Maximum Sum Subsequence

December 3, 2010

We’ll categorize today’s exercise as part of our on-going series of interview questions, but it’s really more than that:

Given a sequence of integers, both positive and negative, find the contiguous subsequence with the maximum sum. For instance, given the sequence 31, -41, 59, 26, -53, 58, 97, -93, -23, 84, the maximum sum subsequence is 59, 26, -53, 58, 97, which sums to 187.

Your task is to write a series of functions that takes a sequence (use either a list or an array, whichever is convenient for your programming language) and returns the sum of the maximum sum subsequence; you should find solutions with time complexities of O(n3), O(n2), O(n log n), and O(n). When you are finished, you are welcome to read or run a suggested solution, or to post your own solution or discuss the exercise in the comments below.

Pages: 1 2

15 Responses to “Maximum Sum Subsequence”

  1. […] maximale — tel qu’exposé dans Programming Pearls de Jon Bentley et dans un exercice de Programming Praxis — consiste à trouver, parmi les sommes de tous les segments (sous-séquences continues) […]

  2. […] Praxis – Maximum Sum Subsequence By Remco Niemeijer In today’s Programming Praxis exercise, we have to implement four different ways of solving the problem of […]

  3. My Haskell solution (see http://bonsaicode.wordpress.com/2010/12/03/programming-praxis-maximum-sum-subsequence/ for a version with comments):

    import Data.List
    
    maxSum1 :: (Ord a, Num a) => [a] -> a
    maxSum1 xs = maximum . map sum $ inits =<< tails xs
    
    maxSum2 :: (Ord a, Num a) => [a] -> a
    maxSum2 xs = maximum $ scanl (+) 0 =<< tails xs
    
    maxSum3 :: (Ord a, Num a) => [a] -> a
    maxSum3 = fst . head . until (null . tail) f . map (\x -> (x, [x])) where
        f ((lm, l):(rm, r):xs) = (maximum [maximum (scanl (+) 0 r) +
            maximum (scanr (+) 0 l), lm, rm], l ++ r) : f xs
        f xs = xs
    
    maxSum4 :: (Ord a, Num a) => [a] -> a
    maxSum4 = snd . foldl (\(here, sofar) x -> let m = max 0 $ here + x 
                                               in (m, max m sofar)) (0, 0)
    
  4. www said

    “if he isn’t at least interested enough in his profession to read Bentley, he isn’t interested enough in his profession to work for me”

    Why not just make that the opening criteria, then? Ask if they’ve read the book, ask how many chapters are there, ask when it was published. If the candidate doesn’t know these, stop the interview immediately.

    Are there any books (or combination of books) that are acceptable substitutes? What if the candidate read Code Complete three times? Does reading Norvig through override the necessity to have read Bentley?

  5. programmingpraxis said

    I seem to have struck a nerve; Remco had much the same comment on his blog.

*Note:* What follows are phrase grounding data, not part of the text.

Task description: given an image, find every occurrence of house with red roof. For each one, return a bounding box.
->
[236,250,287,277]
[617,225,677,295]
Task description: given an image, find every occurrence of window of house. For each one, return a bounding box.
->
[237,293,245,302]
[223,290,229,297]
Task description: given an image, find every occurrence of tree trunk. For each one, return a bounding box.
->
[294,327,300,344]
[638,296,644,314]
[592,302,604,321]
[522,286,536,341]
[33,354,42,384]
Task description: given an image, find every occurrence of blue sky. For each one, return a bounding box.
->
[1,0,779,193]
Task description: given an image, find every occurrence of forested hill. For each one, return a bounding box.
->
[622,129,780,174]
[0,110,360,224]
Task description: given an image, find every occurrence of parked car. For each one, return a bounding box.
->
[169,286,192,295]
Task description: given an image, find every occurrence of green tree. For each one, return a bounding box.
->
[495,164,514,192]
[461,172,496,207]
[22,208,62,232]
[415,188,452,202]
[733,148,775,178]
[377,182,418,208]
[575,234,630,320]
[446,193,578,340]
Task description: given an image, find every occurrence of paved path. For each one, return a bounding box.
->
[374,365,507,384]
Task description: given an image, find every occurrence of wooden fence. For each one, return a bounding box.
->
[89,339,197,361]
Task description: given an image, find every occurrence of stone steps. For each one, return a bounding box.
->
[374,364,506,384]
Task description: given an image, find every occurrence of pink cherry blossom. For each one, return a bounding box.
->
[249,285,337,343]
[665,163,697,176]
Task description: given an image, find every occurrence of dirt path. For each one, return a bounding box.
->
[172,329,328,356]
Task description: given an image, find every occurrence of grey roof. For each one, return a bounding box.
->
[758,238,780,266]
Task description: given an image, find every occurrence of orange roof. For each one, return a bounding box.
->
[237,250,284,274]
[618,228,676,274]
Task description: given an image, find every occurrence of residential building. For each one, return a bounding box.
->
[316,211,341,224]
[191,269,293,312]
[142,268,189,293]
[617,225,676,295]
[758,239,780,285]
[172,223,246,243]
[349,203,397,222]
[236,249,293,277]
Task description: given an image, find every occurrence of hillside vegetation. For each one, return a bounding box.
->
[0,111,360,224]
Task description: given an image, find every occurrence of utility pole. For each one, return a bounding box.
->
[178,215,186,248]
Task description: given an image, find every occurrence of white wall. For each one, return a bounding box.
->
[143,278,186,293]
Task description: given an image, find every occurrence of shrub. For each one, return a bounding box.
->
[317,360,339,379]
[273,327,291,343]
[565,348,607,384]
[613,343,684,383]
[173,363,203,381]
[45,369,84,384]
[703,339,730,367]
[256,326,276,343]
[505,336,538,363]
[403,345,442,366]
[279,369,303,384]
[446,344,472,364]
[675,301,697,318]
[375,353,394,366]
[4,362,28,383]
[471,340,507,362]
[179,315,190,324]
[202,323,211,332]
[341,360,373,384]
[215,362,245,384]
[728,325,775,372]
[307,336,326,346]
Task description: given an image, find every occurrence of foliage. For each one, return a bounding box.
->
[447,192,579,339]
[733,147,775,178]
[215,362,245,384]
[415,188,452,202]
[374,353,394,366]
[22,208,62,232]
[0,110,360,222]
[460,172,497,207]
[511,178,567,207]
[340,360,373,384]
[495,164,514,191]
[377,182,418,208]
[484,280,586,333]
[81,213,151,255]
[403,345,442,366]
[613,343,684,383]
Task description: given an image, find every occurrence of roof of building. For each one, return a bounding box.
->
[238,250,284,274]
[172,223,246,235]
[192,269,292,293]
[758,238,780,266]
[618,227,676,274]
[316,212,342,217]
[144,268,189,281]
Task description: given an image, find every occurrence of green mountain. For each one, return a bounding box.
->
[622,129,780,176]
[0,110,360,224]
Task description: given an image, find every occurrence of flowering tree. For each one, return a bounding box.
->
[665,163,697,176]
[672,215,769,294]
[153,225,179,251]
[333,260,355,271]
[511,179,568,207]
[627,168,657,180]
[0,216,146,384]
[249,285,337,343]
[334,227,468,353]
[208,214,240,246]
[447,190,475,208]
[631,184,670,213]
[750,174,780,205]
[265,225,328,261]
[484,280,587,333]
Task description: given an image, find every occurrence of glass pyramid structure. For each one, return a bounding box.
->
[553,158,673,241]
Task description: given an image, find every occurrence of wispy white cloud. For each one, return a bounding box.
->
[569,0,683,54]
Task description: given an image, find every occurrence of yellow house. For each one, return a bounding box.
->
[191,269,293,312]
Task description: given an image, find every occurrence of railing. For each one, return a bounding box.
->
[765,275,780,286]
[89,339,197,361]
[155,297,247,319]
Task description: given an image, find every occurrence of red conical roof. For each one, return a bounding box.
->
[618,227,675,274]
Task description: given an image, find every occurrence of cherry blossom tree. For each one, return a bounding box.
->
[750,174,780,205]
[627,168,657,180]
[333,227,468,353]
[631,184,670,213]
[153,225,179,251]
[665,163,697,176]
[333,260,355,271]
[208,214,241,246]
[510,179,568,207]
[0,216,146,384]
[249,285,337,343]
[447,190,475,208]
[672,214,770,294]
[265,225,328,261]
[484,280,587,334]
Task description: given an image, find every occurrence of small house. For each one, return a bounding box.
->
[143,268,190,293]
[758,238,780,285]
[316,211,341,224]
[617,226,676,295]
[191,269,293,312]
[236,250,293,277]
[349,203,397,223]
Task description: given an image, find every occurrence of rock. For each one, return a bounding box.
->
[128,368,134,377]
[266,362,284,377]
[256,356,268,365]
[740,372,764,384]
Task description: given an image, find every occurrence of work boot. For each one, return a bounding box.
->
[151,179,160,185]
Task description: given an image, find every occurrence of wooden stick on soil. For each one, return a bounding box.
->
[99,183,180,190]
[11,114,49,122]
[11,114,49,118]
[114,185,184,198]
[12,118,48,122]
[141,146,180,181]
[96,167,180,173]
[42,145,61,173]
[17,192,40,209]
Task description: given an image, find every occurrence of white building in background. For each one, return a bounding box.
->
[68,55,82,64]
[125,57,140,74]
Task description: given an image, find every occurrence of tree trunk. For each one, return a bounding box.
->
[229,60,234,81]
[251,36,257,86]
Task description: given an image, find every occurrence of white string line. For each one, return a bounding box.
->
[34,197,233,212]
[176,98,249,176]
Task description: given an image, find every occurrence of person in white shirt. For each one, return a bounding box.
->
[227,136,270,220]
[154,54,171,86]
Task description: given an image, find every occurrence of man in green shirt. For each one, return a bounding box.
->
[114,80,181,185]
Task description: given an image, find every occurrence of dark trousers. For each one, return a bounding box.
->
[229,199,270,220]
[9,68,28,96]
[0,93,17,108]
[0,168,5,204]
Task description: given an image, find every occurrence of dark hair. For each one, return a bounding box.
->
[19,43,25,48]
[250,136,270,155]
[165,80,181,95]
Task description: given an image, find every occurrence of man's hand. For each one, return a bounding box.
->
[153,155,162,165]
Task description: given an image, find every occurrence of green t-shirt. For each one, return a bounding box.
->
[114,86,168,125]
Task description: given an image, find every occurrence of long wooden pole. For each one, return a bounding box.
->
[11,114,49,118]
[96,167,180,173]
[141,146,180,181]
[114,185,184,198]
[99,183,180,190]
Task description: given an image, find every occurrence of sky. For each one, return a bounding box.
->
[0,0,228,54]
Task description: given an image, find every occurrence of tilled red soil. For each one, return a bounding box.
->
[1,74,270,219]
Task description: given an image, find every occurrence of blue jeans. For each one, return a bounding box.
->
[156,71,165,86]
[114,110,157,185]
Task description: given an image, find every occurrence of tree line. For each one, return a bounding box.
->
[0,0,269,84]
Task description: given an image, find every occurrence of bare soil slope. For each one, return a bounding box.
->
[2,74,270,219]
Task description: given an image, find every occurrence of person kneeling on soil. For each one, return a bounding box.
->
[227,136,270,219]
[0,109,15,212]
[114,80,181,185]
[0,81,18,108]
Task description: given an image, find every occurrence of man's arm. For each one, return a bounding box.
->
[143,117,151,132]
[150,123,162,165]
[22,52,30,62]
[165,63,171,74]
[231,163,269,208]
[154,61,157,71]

    I just did a Google search for maximum sum subsequence bentley; there are 4500 results. There are several references to Bentley’s original book, of course. There are articles on Springer, ACM, IEEE, and Elsevier referring to Bentley’s book. There are course materials at multiple colleges (I stopped counting after half a dozen) that refer to Bentley’s book. TopCoder and UVA give the exercise. Several blogs mention Bentley’s book, including LtU. I conclude that the O(n) algorithm is part of the computing folklore.

    It is not unreasonable to expect a candidate to at least know of the algorithm, even if he can’t recall it exactly. A single such failing wouldn’t knock out a candidate, but it would make me ask another question from the computing folklore. Multiple such failures likely would knock out a candidate.

    Actually, I am more interested to find out what projects a candidate has worked on, what role he played in those projects, and how does that previous work match up to the job for which I am hiring. These “interview questions” play a much smaller role. But I still think a candidate not versed in the programming folklore will be less productive than one who is, and thus less suitable for hiring.

  6. Aaron said

    It was pretty obvious that there was a linear solution, so why would I waste the time on the other solutions, except for intellectual (academic) exercise? Why would I waste my time memorizing obscure algorithms when I know I can figure out the solution on my own or in a reference? Doesn’t seem like a good way to interview, unless you’re looking for Ph.d candidates. As Einstein said, “Never memorize what you can look up in books.”

  7. Carl said

    Oh, dear, Shaun G. That’s a bit clumsy and slow. Try this instead:


    $seq = array( 31, -41, 59, 26, -53, 58, 97, -93, -23, 84 );

    foreach( $seq as $num )
    {
    $current += $num;
    $highest = ( $highest < $current ? $current : $highest );
    $current = ( $current < 0 ? 0 : $current );
    }

  8. Mayson Lancaster said

    Your statement of the problem varies subtly, and somewhat ambiguously, from Bentley’s: his problem states that one of the valid subsequences is the empty sequence, which cleanly disposes of the edge case where all entries are negative.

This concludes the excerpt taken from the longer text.